By April we had started our online learning and were continuing the semester. We picked up where we left off, amidst all the panic and anxieties, shared by faculty and students. I began to apply a new technique in my classes, a mental health check at the beginning of every class. How are you feeling ? What did you do for yourself this week ? How are you coping ? These were some of the questions posed and my students began to feel more comfortable answering them as I shared my own fears and vulnerabilities. I told them that online learning was completely foreign to me and that I would need their help to navigate these woods. I would need to see them to feel safer – that I was not speaking into the dark abyss, a screen that would only mirror my face. I wanted the virtual class to feel real for us. We were holding on to a sense of community and I wanted to ease the isolation imposed by social distancing and the pandemic’s devastating effects.
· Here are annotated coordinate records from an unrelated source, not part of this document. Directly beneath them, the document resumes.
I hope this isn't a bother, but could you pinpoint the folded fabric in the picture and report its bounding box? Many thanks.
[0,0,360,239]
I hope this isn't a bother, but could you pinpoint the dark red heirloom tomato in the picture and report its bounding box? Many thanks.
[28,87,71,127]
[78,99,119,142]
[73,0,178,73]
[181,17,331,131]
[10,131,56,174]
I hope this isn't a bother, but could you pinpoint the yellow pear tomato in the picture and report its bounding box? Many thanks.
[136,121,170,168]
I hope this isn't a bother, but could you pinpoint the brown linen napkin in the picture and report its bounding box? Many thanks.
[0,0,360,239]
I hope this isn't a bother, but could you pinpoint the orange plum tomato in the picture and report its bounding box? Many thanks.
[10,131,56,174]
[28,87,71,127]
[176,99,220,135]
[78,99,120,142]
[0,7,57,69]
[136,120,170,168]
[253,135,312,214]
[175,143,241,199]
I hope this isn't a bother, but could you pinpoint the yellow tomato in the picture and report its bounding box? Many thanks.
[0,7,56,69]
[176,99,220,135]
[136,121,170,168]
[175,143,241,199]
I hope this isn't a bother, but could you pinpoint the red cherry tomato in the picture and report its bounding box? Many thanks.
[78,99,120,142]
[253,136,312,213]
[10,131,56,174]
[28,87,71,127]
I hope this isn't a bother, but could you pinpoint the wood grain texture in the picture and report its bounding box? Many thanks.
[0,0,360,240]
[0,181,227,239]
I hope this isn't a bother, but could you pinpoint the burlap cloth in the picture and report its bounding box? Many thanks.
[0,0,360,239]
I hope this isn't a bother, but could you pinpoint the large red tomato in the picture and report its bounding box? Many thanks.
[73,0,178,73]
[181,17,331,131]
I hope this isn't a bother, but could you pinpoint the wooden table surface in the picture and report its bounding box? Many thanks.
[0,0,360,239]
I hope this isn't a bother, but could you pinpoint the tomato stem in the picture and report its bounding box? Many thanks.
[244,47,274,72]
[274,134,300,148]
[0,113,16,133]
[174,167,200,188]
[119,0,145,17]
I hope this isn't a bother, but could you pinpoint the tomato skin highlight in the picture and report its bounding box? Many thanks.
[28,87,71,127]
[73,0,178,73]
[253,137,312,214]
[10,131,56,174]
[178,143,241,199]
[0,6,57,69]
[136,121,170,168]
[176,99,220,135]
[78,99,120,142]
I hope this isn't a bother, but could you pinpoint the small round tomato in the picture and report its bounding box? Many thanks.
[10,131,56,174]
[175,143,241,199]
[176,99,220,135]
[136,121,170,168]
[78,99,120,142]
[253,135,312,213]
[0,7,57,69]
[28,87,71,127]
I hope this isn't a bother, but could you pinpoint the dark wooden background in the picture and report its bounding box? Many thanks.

The semester finished, and I went on to a new semester, a short story writing class that I had been excited about teaching. I changed my syllabus to reflect the new state of the world we were living in. I began considering the traumas incurred by the pandemic and previous plagues and world wars. I began to look at how writing can be therapeutic in a very real sense and how to apply that in class. One of the writing prompts I assigned was “Imagine Covid-19 is a person. Build his/her character and write a short story about this protagonist/antagonist.” The student responses were brilliant. Covid-19 was a child, Covid-19 was a villain, Covid-19 was a victim, Covid-19 was a robot manufactured to kill humanity, and so many other interpretations that left me overwhelmed by the sheer brilliance of my students’ imagination. They were making meaning of the loss, the ambiguity, the depressing state that the world was in. We would share their writing together and discuss ways to cope with the pandemic.
In my other classes, I still incorporated poetry, previous histories of plagues, societies’ coping strategies and focus on survival. Mental health was a priority that we discussed in class and I kept reminding them that we were all in this together. I needed to remind myself, too. I miss my physical classroom, the packed hallways of our beautiful campus, my office and its open-door policy, students rushing past me, late to class, my colleagues’ warm greetings, and the entire atmosphere of university life. University life is a vibrant life, a place we all get together for the same purpose : education. We offer different services and help students through an environment that fosters growth and creativity.

I am learning to do my part as an educator teaching during this pandemic. We have never been here before. But my virtual classroom is a safe space, a space for healing, growth, inspiration, and learning about different worlds. Most importantly, I am trying to make peace with not knowing where we will go from here. Together, we are on the same ship, and we hope to reach the shore safely. For now, my role is to make this journey feel safer and allow my students the hope that they will succeed in continuing their education.